Long‑term Storage Options for Prometheus
Introduction
Prometheus is a powerful monitoring system and time series database. While it is efficient for short-term storage, it has limitations for long-term data retention. This lesson covers various options for extending Prometheus' storage capabilities.
Long‑term Storage Options
1. Remote Write
Prometheus can send samples to a remote storage system using the remote_write
configuration. This allows for integration with various backends such as InfluxDB, TimescaleDB, and others.
remote_write:
- url: "http://example.com/api/v1/write"
2. Thanos
Thanos is a project that extends Prometheus with long-term storage capabilities. It enables you to store metrics in object storage like S3, GCS, or Azure Blob Storage.
thanos store --objstore.config-file=./objstore.yml
3. Cortex
Cortex is another option that allows you to horizontally scale Prometheus and provides a long-term storage solution.
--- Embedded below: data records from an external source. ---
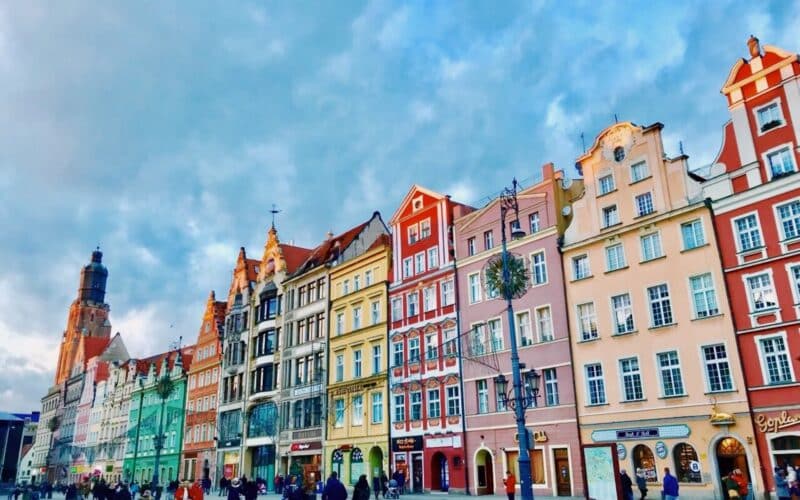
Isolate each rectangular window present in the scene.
[777,200,800,240]
[428,388,442,418]
[536,306,553,342]
[578,302,599,341]
[689,273,719,318]
[619,358,644,401]
[631,161,650,182]
[603,205,619,227]
[606,243,626,271]
[658,351,684,397]
[733,214,763,252]
[598,174,615,195]
[611,293,634,335]
[647,285,673,327]
[758,336,792,384]
[746,273,778,312]
[531,250,547,285]
[475,379,489,413]
[585,363,606,405]
[572,255,591,280]
[703,344,733,392]
[542,368,558,406]
[640,233,664,262]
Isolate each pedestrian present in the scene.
[353,474,370,500]
[636,469,647,500]
[663,467,678,500]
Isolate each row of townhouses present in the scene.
[27,38,800,498]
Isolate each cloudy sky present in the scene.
[0,0,800,411]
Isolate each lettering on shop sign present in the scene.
[756,411,800,432]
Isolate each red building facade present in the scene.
[703,37,800,491]
[389,186,472,492]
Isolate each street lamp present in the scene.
[495,179,538,500]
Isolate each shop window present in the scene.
[633,444,658,483]
[672,443,702,483]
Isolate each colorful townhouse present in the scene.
[698,37,800,490]
[455,164,584,496]
[325,212,392,485]
[180,290,227,484]
[389,185,473,492]
[562,122,763,498]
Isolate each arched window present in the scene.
[632,444,658,483]
[672,443,702,483]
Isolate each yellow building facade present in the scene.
[325,235,391,485]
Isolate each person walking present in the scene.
[663,467,679,500]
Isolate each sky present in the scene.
[0,0,800,411]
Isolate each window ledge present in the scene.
[648,322,678,330]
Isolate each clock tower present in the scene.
[55,248,111,384]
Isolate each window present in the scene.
[599,174,615,195]
[475,379,489,413]
[441,280,455,306]
[392,297,403,321]
[603,205,619,227]
[572,255,591,280]
[703,344,733,392]
[394,394,406,422]
[733,214,763,252]
[658,351,684,397]
[542,368,558,406]
[372,392,383,424]
[619,358,644,401]
[777,200,800,240]
[647,285,673,327]
[689,273,719,318]
[422,286,436,312]
[447,385,461,416]
[536,306,553,342]
[578,302,598,341]
[767,147,794,179]
[428,247,439,269]
[531,250,547,285]
[411,391,422,420]
[333,398,344,428]
[631,161,650,182]
[758,335,792,384]
[428,388,442,418]
[353,349,361,378]
[414,252,425,274]
[528,212,540,234]
[483,231,494,250]
[641,233,663,262]
[336,354,344,382]
[467,236,475,255]
[406,292,419,318]
[746,273,778,312]
[467,273,481,304]
[611,293,634,335]
[585,363,606,405]
[606,243,626,271]
[353,394,364,425]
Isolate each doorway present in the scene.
[553,448,572,497]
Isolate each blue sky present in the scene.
[0,0,800,411]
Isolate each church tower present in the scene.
[56,248,111,384]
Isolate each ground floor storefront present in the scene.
[581,413,764,499]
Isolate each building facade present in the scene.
[562,123,763,498]
[455,164,583,496]
[389,185,472,492]
[701,37,800,490]
[325,219,391,485]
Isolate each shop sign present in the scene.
[392,436,422,451]
[756,411,800,432]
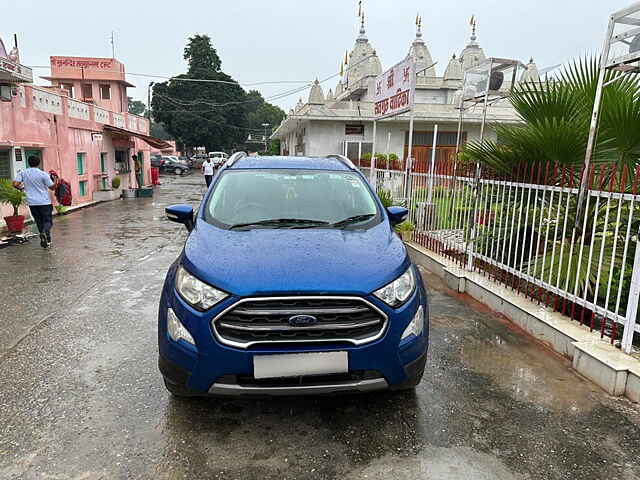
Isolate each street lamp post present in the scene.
[262,123,271,152]
[147,82,155,119]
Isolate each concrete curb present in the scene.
[0,198,110,236]
[406,242,640,402]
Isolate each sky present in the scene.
[0,0,632,110]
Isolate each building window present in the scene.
[60,83,73,98]
[82,83,93,99]
[76,153,87,175]
[0,150,11,178]
[344,142,373,164]
[100,152,107,173]
[100,84,111,100]
[344,124,364,135]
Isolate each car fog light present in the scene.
[167,308,196,347]
[402,305,424,340]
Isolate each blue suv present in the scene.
[158,153,429,396]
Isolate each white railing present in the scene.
[18,85,149,134]
[361,161,640,353]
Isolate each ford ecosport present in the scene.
[158,153,429,396]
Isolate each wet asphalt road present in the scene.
[0,175,640,480]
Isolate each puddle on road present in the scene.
[460,335,602,413]
[422,270,602,413]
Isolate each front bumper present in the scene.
[209,378,389,396]
[158,272,429,396]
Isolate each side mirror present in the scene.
[387,207,409,226]
[164,205,193,231]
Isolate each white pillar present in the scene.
[427,123,438,204]
[369,120,378,185]
[614,227,640,353]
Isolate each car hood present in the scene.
[182,219,410,296]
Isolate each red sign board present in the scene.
[373,57,416,119]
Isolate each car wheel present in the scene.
[164,378,196,398]
[391,354,427,390]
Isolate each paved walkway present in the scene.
[0,175,640,480]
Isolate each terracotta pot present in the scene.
[4,215,24,233]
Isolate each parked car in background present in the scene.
[191,153,209,168]
[158,153,429,400]
[151,155,164,168]
[160,157,191,175]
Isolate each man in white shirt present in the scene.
[202,158,214,188]
[13,156,56,248]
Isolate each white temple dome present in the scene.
[520,58,540,82]
[327,89,335,102]
[409,26,436,77]
[444,53,464,80]
[460,24,487,72]
[308,78,324,105]
[348,17,382,88]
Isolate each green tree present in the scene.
[127,97,147,116]
[461,59,640,320]
[149,122,171,143]
[462,58,640,185]
[151,35,247,151]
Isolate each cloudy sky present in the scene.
[5,0,632,108]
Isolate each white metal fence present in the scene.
[362,161,640,353]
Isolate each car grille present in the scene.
[212,297,387,348]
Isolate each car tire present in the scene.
[391,353,427,391]
[164,378,197,398]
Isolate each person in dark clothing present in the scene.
[202,158,215,188]
[13,155,56,248]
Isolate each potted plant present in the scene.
[0,179,27,233]
[360,153,371,168]
[55,205,69,215]
[395,220,416,242]
[389,153,400,170]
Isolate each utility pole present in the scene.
[147,82,155,119]
[262,123,271,152]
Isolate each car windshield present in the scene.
[205,169,379,228]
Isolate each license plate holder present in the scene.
[253,352,349,379]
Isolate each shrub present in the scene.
[378,189,394,208]
[395,220,416,232]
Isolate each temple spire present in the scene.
[469,15,478,44]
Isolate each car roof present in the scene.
[229,156,351,171]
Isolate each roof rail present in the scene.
[327,153,357,170]
[225,152,247,167]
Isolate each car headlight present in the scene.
[401,305,424,340]
[167,308,196,346]
[176,266,228,311]
[373,267,416,307]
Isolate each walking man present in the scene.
[13,155,56,248]
[202,158,213,188]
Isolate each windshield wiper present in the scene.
[229,218,329,230]
[331,213,376,227]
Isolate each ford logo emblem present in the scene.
[289,315,318,327]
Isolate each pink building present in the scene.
[0,42,169,216]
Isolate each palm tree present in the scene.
[461,58,640,332]
[462,58,640,184]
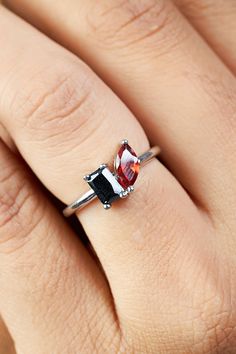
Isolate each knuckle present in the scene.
[13,63,100,148]
[87,0,176,48]
[0,170,41,253]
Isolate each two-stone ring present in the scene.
[63,139,160,217]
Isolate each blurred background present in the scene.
[0,318,16,354]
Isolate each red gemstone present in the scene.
[115,144,140,188]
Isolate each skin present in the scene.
[0,0,236,354]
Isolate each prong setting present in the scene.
[84,175,91,182]
[127,186,134,193]
[120,190,129,199]
[99,163,107,170]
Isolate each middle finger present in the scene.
[0,8,205,338]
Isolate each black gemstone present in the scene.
[88,167,123,204]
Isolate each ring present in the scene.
[63,139,161,217]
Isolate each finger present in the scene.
[0,142,118,354]
[0,6,208,350]
[174,0,236,73]
[5,0,236,210]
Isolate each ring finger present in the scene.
[0,5,205,342]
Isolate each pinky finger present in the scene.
[0,140,118,354]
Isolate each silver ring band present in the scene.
[63,140,161,217]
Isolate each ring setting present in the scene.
[63,139,160,217]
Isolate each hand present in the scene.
[0,0,236,354]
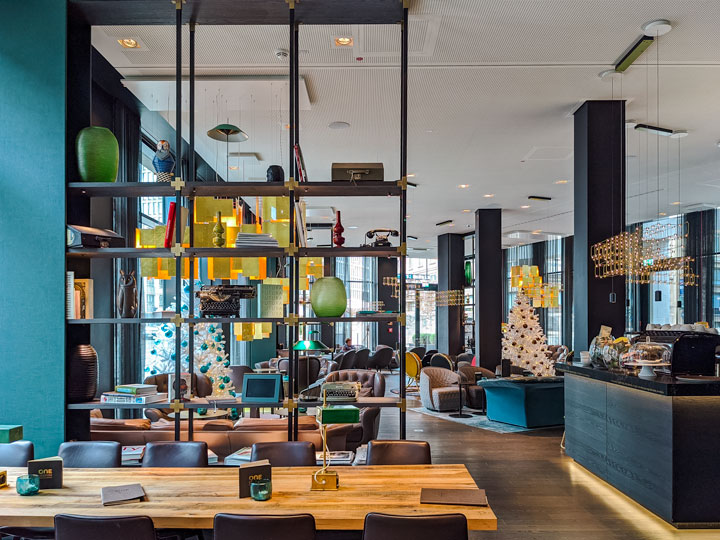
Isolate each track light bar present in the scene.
[635,124,687,139]
[615,36,654,73]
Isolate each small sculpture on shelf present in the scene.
[153,140,175,182]
[116,270,137,319]
[333,210,345,247]
[213,212,225,247]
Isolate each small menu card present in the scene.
[28,456,62,489]
[239,459,272,499]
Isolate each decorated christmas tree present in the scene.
[502,292,555,376]
[194,324,235,397]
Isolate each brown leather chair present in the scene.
[58,441,122,469]
[250,441,317,467]
[143,373,212,422]
[143,441,207,467]
[0,441,35,467]
[213,514,315,540]
[325,369,385,451]
[55,514,155,540]
[367,441,432,465]
[278,356,320,390]
[363,513,468,540]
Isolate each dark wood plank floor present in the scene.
[379,375,720,540]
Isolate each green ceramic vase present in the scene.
[310,277,347,317]
[75,126,120,182]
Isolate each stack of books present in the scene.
[100,384,168,405]
[235,233,278,248]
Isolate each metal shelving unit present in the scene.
[67,0,409,440]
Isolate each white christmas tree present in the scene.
[502,292,555,376]
[194,324,235,397]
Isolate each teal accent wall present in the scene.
[0,0,67,456]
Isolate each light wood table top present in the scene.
[0,465,497,530]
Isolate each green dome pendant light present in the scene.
[208,124,250,181]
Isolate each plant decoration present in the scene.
[502,292,555,376]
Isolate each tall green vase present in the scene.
[75,126,120,182]
[310,277,347,317]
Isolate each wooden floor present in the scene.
[379,375,720,540]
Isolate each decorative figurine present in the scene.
[333,210,345,247]
[213,212,225,247]
[116,270,137,319]
[153,140,175,182]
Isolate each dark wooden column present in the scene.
[437,234,465,354]
[573,100,625,351]
[377,257,400,347]
[475,208,503,371]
It supports various storage backends including S3, GCS, and DynamoDB.
4. Migrate to a Dedicated Database
For organizations needing extensive metrics retention, consider migrating to a dedicated time-series database like InfluxDB or TimescaleDB.
influx -import -path=path/to/metrics.csv -precision=s
5. Prometheus Operator
Using the Prometheus Operator allows for easier management of Prometheus instances and can facilitate long-term storage setups.
Best Practices
- Evaluate storage requirements based on data retention needs.
- Choose a solution that aligns with your infrastructure and scalability needs.
- Regularly review and optimize your configuration for performance.
- Consider using compression to save storage space.
- Implement monitoring on your long-term storage solution to detect issues early.
FAQ
What is the maximum retention period for Prometheus?
The default retention period is 15 days, but it can be configured using the --storage.tsdb.retention.time
flag.
Can I use multiple long-term storage options simultaneously?
Yes, you can configure Prometheus to use multiple remote write endpoints, but consider the implications on performance and data consistency.